ATLANTA (AP) Ride-hailing services such as Uber and Lyft, which connect riders with drivers by means of a smartphone app, will soon have to comply with some Georgia regulations under legislation signed Wednesday by Gov. Nathan Deal.
Surrounded by young Uber drivers in black T-shirts and Lyft drivers wearing pink, Deal signed into law House Bill 225, sponsored by Rep. Alan Powell, R-Hartwell, and House Bill 190, by Rep. Rich Golick, R-Smyrna.
Starting July 1, Deal said, the bills will protect riders as well as drivers and fill ``gaps'' in state law regarding insurance coverage and passenger safety in the for-hire industry, which includes taxis and limousines.
The bills also require ride-hailing companies to register with the Georgia Department of Public Safety.
The ride-hailing firms are being sued in some states by cab drivers and state officials, and they have battled regulators for years.
Georgia lawmakers approved the bills in the recent session but sponsors didn't get all they wanted, such as mandatory fingerprinting of drivers to ensure they don't have criminal records.
Uber, Lyft and other ride-hailing firms do their own background checks of drivers using private investigating companies that do not require driver fingerprints.
Powell has said repeatedly that no background check, regardless of its thoroughness, is good enough unless drivers are fingerprinted.
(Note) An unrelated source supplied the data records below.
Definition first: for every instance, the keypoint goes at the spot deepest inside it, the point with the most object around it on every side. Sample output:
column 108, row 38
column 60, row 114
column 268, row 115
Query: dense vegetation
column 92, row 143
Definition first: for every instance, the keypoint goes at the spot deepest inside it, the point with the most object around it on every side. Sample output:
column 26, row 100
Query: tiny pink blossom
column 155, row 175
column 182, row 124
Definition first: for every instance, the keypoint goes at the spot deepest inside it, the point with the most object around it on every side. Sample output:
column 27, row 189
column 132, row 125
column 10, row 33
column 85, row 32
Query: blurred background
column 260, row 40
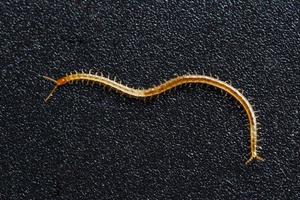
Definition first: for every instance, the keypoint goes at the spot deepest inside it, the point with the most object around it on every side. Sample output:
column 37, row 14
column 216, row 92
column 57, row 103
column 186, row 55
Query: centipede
column 138, row 93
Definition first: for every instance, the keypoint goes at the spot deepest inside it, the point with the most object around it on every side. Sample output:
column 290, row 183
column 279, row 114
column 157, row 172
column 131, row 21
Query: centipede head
column 53, row 90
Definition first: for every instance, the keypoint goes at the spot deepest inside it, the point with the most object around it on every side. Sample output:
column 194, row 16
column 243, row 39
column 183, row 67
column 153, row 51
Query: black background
column 192, row 143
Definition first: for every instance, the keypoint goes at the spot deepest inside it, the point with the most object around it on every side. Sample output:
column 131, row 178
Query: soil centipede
column 162, row 88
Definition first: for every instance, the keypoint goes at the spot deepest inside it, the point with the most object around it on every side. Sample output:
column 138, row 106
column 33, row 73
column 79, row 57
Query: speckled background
column 90, row 143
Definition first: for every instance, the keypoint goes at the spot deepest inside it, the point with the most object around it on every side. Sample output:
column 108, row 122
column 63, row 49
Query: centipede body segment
column 162, row 88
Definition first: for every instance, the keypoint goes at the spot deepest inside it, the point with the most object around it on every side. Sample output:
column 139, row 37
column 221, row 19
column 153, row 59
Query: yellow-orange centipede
column 168, row 85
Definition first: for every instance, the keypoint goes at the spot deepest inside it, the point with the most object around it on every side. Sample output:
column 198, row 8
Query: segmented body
column 168, row 85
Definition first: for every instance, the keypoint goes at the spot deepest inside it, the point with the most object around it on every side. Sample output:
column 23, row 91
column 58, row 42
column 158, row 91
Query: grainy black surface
column 88, row 143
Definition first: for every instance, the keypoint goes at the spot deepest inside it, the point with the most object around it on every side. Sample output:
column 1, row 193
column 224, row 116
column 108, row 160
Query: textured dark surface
column 89, row 143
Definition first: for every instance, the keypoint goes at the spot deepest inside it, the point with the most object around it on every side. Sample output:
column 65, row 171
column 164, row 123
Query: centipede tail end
column 53, row 90
column 254, row 158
The Georgia Bureau of Investigation and taxi and limousine associations also have taken that position.
Ride-hailing companies are fighting lawsuits in Atlanta and other cities from cab drivers, taxi and limousine companies.
They also face multiple regulatory and legislative challenges in other states.
Uber, for example, announced Tuesday it was pulling out of Kansas after the Legislature imposed new regulations on the company's services.
The company made the decision because of a measure requiring drivers to undergo background checks through the Kansas Bureau of Investigation. The Kansas Legislature also wanted Uber to hold additional auto insurance coverage for the period in which drivers have turned on the mobile app.
Georgia's new mandates require $1 million in insurance coverage to go into effect as soon as a driver and passenger strike a pick-up deal via smartphone apps.
Powell, who attended the bill-signing ceremony, has said ``you'd have to be crazy to employ people who haven't been fingerprinted because you'd only be one disaster away from being sued.''
Deal said that under current Georgia law, ``if a transportation network company decided to drop their insurance coverage for drivers, they would not be in violation of the state code and neither the insurance commissioner nor an effective consumer would have any recourse in the case of an accident. We are closing those wide gaps.''
He said the bills also bring ``clarity to improve the evolving marketplace for the protection of insurers, policyholders and businesses.''
He said it's important to make sure drivers are right for the job, and that consumers are assured they have safe drivers.
Deal said the two bills balance passenger safety with the industry's ``popular and innovative approach.''
Uber has said it has about 5,000 drivers, whom it calls driver-partners, in Georgia.